After a particularly hard first quarter this year, Foxconn posted a net profit of $778.55 million for the three months ending in June, which is a 34 percent year-over-year increase and more than $170 million above expectations. The Taiwanese manufacturer believes the results are most likely caused by the upswing of people who work from home, which has greatly increased demand for both consumer and enterprise equipment when compared to the period before the pandemic.

It wasn’t all rosy for Foxconn, however, as smartphone revenue still dropped around 15 percent during the second quarter. The company did anticipate this decline, as it saw a downward trend in the number of orders that persisted through June. Projections for the third quarter show a 10 percent year-over-year drop in Q3, which is why Foxconn is on a hiring spree to ensure a successful launch for Apple’s iPhone 12 lineup.

Hon Hai Precision Industry (Foxconn’s parent company) chairman Young Liu told Bloomberg that the manufacturing giant will slowly build out more capacity outside of China as a result of continued pressure from the US-China trade war.

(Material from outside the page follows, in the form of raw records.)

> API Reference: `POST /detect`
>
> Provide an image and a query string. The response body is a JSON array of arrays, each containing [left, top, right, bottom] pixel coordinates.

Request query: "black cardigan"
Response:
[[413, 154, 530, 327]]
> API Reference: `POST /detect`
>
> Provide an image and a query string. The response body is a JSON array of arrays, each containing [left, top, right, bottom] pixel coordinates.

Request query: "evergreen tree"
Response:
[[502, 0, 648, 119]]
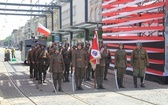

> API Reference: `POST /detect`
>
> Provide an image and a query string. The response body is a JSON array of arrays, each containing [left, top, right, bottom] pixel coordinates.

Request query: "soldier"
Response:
[[95, 41, 107, 89], [32, 42, 40, 80], [49, 47, 65, 92], [115, 43, 127, 88], [104, 44, 111, 80], [49, 43, 57, 56], [62, 43, 71, 82], [84, 42, 91, 81], [28, 45, 35, 78], [72, 43, 87, 90], [130, 42, 149, 88], [38, 44, 49, 83]]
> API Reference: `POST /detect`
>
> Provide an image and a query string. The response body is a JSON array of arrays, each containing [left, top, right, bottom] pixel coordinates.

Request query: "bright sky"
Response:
[[0, 0, 56, 40]]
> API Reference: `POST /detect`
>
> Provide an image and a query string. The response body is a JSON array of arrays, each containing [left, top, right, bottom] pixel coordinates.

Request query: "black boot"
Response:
[[133, 76, 137, 88], [140, 77, 145, 88]]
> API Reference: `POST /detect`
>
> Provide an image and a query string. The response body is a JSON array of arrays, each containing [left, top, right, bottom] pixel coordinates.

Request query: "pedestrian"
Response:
[[130, 42, 149, 88], [72, 42, 87, 90], [38, 44, 49, 83], [27, 45, 35, 78], [11, 46, 15, 58], [104, 44, 111, 80], [62, 43, 72, 82], [49, 47, 65, 92], [83, 42, 91, 81], [95, 41, 107, 89], [114, 43, 127, 88], [32, 42, 40, 80]]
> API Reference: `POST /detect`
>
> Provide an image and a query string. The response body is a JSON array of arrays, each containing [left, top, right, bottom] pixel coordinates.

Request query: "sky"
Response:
[[0, 0, 55, 40]]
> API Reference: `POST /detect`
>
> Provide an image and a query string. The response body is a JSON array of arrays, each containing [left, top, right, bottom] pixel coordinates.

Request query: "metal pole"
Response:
[[70, 0, 73, 45], [84, 0, 88, 22]]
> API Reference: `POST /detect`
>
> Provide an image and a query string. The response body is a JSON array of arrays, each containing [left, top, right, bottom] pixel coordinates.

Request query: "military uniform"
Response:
[[49, 49, 65, 91], [38, 45, 49, 83], [32, 44, 40, 80], [28, 46, 34, 78], [115, 49, 127, 88], [95, 47, 107, 89], [72, 43, 87, 90], [130, 42, 149, 88], [104, 50, 111, 80], [84, 43, 91, 81], [62, 44, 71, 82]]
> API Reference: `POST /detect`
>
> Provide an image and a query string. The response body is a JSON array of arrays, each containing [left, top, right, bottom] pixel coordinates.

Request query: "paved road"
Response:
[[0, 49, 168, 105]]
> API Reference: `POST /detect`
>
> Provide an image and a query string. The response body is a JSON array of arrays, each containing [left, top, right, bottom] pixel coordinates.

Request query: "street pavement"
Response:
[[0, 48, 168, 105]]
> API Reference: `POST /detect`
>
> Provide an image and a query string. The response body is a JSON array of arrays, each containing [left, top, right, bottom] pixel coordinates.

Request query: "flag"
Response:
[[90, 29, 101, 70], [37, 23, 51, 37]]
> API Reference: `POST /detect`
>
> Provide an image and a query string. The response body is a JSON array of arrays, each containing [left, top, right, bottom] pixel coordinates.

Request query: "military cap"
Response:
[[136, 42, 142, 46]]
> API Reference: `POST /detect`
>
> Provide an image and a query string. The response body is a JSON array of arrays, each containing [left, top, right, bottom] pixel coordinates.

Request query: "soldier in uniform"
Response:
[[49, 47, 65, 92], [83, 42, 91, 81], [32, 42, 40, 80], [130, 42, 149, 88], [38, 44, 49, 83], [72, 43, 87, 90], [115, 43, 127, 88], [62, 43, 71, 82], [28, 45, 35, 78], [95, 41, 107, 89], [104, 44, 111, 80]]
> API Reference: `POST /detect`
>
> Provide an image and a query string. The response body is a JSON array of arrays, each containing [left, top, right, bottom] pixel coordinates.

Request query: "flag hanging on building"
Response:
[[90, 29, 101, 70], [37, 23, 51, 37]]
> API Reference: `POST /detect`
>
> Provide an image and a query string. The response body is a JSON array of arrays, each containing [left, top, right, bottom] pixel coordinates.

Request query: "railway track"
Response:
[[2, 58, 156, 105]]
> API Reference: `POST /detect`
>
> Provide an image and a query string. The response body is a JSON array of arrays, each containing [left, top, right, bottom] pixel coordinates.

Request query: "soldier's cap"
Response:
[[52, 42, 57, 45], [54, 47, 59, 51], [136, 42, 142, 46], [40, 43, 46, 47], [119, 43, 123, 46]]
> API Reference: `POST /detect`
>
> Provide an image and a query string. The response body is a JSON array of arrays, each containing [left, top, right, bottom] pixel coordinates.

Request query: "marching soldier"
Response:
[[84, 42, 91, 81], [38, 44, 49, 83], [28, 45, 35, 78], [49, 47, 65, 92], [32, 42, 40, 80], [95, 41, 107, 89], [104, 44, 111, 80], [62, 43, 71, 82], [130, 42, 149, 88], [115, 43, 127, 88], [72, 43, 87, 90]]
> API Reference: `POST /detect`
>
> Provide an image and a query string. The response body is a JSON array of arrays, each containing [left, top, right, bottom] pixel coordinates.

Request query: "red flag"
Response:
[[90, 29, 101, 70], [37, 23, 51, 37]]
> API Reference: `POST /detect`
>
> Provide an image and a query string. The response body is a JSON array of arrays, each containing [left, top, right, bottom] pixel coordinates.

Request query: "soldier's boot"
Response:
[[78, 78, 83, 90], [43, 74, 46, 83], [140, 77, 145, 88], [58, 79, 63, 92], [133, 76, 137, 88], [120, 77, 125, 88], [75, 78, 79, 91], [53, 79, 57, 92]]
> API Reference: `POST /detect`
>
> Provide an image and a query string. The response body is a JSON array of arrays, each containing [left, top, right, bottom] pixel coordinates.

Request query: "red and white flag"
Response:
[[37, 23, 51, 37], [90, 29, 101, 70]]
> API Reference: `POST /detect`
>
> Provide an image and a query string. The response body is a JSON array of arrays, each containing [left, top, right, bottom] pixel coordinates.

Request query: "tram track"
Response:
[[5, 57, 159, 105]]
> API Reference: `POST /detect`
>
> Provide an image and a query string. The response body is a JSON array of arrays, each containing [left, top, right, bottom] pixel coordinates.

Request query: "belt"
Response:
[[77, 59, 83, 60], [54, 62, 62, 64]]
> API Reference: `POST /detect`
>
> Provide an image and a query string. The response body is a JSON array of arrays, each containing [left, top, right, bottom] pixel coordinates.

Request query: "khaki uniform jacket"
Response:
[[99, 48, 108, 66], [27, 49, 33, 63], [130, 48, 149, 70], [49, 53, 65, 73], [115, 49, 127, 69], [72, 49, 87, 68], [62, 49, 72, 64]]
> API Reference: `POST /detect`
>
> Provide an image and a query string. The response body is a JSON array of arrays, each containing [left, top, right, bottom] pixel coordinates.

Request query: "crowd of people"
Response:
[[28, 41, 149, 92]]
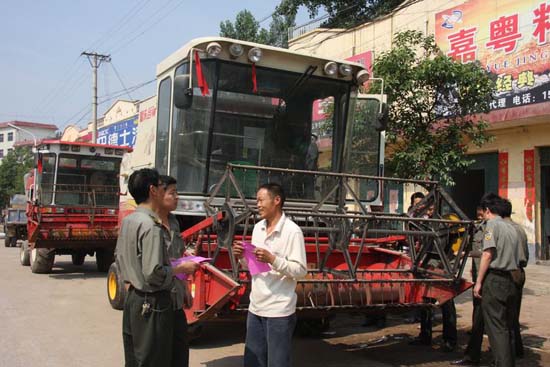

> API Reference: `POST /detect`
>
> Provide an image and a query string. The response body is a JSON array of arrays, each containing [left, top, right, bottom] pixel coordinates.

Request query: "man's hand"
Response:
[[254, 247, 275, 264], [173, 261, 200, 274], [233, 242, 244, 259], [474, 282, 481, 298]]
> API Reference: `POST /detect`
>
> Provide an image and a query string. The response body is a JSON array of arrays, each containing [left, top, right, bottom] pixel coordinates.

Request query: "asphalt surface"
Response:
[[0, 242, 550, 367]]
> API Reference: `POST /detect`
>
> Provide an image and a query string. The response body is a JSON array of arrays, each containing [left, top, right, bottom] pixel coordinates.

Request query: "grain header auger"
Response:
[[182, 164, 473, 323]]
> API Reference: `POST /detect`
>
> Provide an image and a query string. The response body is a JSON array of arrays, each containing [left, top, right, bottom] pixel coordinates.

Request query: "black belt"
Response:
[[130, 285, 170, 297], [489, 268, 512, 277]]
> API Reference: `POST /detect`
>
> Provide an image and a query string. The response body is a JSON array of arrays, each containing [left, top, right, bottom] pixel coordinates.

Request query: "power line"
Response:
[[111, 0, 188, 54], [111, 63, 133, 100], [88, 0, 151, 50]]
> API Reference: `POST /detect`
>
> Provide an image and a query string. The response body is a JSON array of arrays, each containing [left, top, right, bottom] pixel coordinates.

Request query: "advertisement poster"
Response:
[[97, 115, 138, 147], [435, 0, 550, 117]]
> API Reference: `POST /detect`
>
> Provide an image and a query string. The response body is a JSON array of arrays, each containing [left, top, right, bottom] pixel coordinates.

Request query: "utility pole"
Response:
[[80, 52, 111, 143]]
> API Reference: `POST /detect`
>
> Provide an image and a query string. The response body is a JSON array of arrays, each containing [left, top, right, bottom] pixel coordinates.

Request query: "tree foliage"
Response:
[[277, 0, 404, 28], [374, 31, 494, 185], [0, 147, 34, 208], [220, 9, 296, 48]]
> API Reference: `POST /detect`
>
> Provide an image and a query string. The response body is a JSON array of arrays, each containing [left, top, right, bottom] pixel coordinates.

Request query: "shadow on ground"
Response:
[[49, 260, 107, 280]]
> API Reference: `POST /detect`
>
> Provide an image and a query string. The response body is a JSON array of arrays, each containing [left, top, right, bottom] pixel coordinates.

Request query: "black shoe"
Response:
[[451, 358, 479, 366], [409, 336, 432, 345], [441, 342, 456, 353]]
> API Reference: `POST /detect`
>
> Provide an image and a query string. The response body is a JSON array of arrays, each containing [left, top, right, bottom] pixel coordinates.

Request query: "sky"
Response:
[[0, 0, 309, 130]]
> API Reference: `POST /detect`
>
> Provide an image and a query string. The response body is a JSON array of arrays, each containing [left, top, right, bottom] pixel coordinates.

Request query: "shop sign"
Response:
[[435, 0, 550, 110], [97, 115, 138, 147]]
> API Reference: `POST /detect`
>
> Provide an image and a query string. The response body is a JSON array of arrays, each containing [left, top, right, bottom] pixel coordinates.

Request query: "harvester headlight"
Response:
[[357, 70, 370, 85], [323, 61, 338, 75], [248, 47, 262, 63], [206, 42, 222, 57], [338, 64, 353, 76], [229, 43, 244, 58]]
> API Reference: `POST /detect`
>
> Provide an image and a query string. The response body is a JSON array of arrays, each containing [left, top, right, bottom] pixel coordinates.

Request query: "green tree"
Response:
[[220, 9, 296, 48], [0, 147, 34, 208], [374, 31, 494, 185], [276, 0, 404, 28]]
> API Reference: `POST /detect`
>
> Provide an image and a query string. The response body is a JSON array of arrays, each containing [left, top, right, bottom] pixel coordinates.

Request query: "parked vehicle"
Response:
[[4, 194, 27, 247], [107, 38, 473, 340], [21, 140, 129, 273]]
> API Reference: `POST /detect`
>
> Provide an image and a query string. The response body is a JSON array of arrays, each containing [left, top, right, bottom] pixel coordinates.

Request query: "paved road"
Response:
[[0, 246, 550, 367], [0, 247, 390, 367]]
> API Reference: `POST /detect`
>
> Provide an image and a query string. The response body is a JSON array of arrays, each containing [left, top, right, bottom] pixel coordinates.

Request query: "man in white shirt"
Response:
[[233, 183, 307, 367]]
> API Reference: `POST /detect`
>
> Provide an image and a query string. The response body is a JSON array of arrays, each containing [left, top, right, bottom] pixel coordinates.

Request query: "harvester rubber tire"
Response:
[[296, 317, 330, 338], [95, 249, 115, 273], [187, 322, 207, 343], [107, 263, 128, 310], [31, 248, 55, 274], [71, 252, 86, 265], [19, 241, 31, 266]]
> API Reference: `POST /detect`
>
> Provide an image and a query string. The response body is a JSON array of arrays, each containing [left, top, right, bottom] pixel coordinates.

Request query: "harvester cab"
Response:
[[108, 38, 473, 336], [21, 140, 129, 273]]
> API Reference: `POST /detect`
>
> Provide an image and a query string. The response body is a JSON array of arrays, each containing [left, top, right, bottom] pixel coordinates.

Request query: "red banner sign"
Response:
[[435, 0, 550, 112]]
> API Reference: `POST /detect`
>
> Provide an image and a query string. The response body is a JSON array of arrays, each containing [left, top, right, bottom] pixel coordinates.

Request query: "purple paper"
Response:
[[171, 256, 212, 280], [243, 242, 271, 275]]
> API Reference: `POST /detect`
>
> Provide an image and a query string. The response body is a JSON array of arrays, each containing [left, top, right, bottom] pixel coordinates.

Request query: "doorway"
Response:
[[447, 153, 498, 219]]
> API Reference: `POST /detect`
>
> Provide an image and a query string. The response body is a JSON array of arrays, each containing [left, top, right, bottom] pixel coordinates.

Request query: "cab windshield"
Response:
[[166, 60, 350, 198], [40, 153, 120, 207]]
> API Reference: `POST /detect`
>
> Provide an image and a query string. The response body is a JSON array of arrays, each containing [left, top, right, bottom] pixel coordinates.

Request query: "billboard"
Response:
[[435, 0, 550, 118], [97, 115, 139, 147]]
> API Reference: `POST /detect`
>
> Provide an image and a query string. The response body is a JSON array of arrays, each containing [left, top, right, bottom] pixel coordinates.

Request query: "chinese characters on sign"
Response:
[[436, 0, 550, 110], [97, 116, 137, 147]]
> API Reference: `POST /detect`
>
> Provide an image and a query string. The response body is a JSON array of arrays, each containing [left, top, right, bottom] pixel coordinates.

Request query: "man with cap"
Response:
[[474, 194, 519, 367]]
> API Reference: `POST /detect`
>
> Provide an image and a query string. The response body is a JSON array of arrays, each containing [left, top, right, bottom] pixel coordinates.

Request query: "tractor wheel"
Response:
[[19, 241, 31, 266], [95, 249, 115, 273], [71, 252, 86, 265], [31, 248, 55, 274], [296, 317, 330, 338], [187, 322, 207, 343], [107, 263, 127, 310]]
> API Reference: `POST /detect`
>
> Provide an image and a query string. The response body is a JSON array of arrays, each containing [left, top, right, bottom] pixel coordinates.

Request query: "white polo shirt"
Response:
[[248, 213, 307, 317]]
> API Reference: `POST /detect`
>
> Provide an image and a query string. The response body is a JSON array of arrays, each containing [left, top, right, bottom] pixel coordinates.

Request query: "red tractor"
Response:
[[21, 140, 133, 273]]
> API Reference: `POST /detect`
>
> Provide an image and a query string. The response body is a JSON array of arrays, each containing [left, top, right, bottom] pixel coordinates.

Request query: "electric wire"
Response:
[[111, 0, 184, 54], [110, 62, 133, 100]]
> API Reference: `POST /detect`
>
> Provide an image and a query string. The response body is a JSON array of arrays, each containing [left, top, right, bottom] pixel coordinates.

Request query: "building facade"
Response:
[[289, 0, 550, 259], [0, 120, 57, 161]]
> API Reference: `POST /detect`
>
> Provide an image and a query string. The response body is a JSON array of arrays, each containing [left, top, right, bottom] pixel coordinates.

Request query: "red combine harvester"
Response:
[[21, 140, 133, 273], [107, 38, 473, 336], [178, 164, 473, 330]]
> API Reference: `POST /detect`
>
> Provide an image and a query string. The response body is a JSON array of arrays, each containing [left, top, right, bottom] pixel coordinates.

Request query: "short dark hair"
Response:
[[128, 168, 160, 205], [258, 182, 286, 208], [479, 192, 503, 216], [411, 191, 426, 206], [159, 175, 178, 188], [501, 198, 512, 218]]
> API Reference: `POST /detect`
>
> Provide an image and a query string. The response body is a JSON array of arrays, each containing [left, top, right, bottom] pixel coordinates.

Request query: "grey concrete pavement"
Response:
[[0, 247, 390, 367], [0, 243, 550, 367]]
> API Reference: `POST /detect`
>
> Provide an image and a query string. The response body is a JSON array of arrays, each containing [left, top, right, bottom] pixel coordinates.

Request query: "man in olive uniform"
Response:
[[474, 194, 519, 367], [502, 199, 529, 357], [116, 168, 196, 367], [451, 206, 486, 366]]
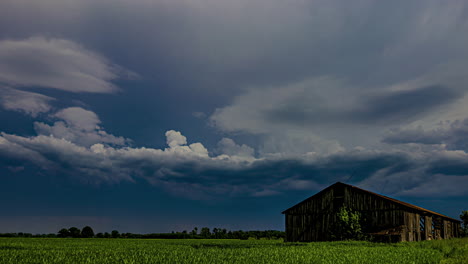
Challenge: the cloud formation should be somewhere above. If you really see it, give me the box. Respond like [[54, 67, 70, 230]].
[[0, 37, 135, 93], [34, 107, 130, 147], [383, 119, 468, 152], [0, 86, 55, 117], [0, 125, 468, 199]]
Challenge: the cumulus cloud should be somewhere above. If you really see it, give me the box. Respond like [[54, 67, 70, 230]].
[[0, 37, 135, 93], [34, 107, 129, 147], [166, 130, 187, 148], [0, 127, 468, 199], [0, 86, 55, 117], [218, 138, 255, 158]]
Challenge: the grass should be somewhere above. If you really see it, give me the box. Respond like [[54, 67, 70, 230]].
[[0, 238, 468, 264]]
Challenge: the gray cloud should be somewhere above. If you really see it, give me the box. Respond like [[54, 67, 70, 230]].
[[34, 107, 130, 147], [0, 86, 55, 117], [382, 119, 468, 152], [0, 127, 468, 199], [0, 37, 135, 93]]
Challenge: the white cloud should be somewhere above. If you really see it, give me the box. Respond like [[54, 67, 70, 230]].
[[218, 138, 255, 158], [0, 37, 134, 93], [166, 130, 187, 148], [34, 107, 129, 147], [0, 86, 55, 117]]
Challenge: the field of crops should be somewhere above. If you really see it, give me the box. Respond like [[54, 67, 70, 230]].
[[0, 238, 468, 264]]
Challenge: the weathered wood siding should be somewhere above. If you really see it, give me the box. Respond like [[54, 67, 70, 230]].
[[285, 184, 460, 241], [286, 186, 335, 241]]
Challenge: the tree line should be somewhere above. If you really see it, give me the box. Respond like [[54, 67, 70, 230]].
[[0, 226, 285, 240]]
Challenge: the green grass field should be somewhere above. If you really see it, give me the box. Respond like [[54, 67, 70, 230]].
[[0, 238, 468, 264]]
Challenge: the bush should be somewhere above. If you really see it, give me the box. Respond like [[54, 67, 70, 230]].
[[331, 206, 366, 240]]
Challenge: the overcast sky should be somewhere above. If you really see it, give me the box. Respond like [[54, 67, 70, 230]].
[[0, 0, 468, 233]]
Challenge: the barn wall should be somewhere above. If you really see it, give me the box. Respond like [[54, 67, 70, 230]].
[[344, 187, 406, 233], [285, 185, 460, 241], [286, 188, 336, 241]]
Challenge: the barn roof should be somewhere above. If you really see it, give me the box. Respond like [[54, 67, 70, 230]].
[[282, 182, 460, 222]]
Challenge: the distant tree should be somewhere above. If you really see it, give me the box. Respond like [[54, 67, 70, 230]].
[[81, 226, 94, 238], [460, 210, 468, 236], [111, 230, 120, 238], [68, 226, 81, 238], [200, 227, 211, 238], [331, 206, 364, 240], [58, 228, 70, 237]]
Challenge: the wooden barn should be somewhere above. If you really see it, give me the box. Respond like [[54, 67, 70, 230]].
[[283, 182, 460, 242]]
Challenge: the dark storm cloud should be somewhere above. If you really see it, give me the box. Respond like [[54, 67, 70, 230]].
[[265, 85, 461, 126], [0, 128, 468, 199], [0, 0, 468, 204], [383, 119, 468, 152]]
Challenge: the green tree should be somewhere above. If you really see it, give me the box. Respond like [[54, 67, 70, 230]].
[[111, 230, 120, 238], [190, 227, 198, 237], [58, 228, 70, 237], [81, 226, 94, 238], [460, 210, 468, 236], [331, 206, 364, 240], [200, 227, 211, 238], [68, 226, 81, 238]]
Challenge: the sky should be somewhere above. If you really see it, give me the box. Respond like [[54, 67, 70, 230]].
[[0, 0, 468, 233]]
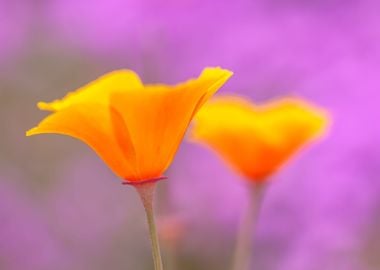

Liu says that while China will remain an important region for manufacturing, the country’s “days as the world’s factory are done.”

Foxconn currently has 30 percent of production outside of China, up from 25 percent one year ago. The company is eyeing several new locations, including India, Vietnam, Mexico, Brazil, and the United States.

Foxconn’s clients have been looking to diversify their supply chain, which is why India is pushing ahead with a $6.6 billion investment to lure Big Tech into setting up a local production ecosystem. The plan seems to be working so far, with Wistron now making iPhone 11 units and Pegatron scrambling to open a new manufacturing arm in Chennai.

The tariffs imposed by the Trump administration on consumer goods have given countries like Vietnam — which still lacks the necessary infrastructure — a foot in the door to win some manufacturing contracts for electronic accessories.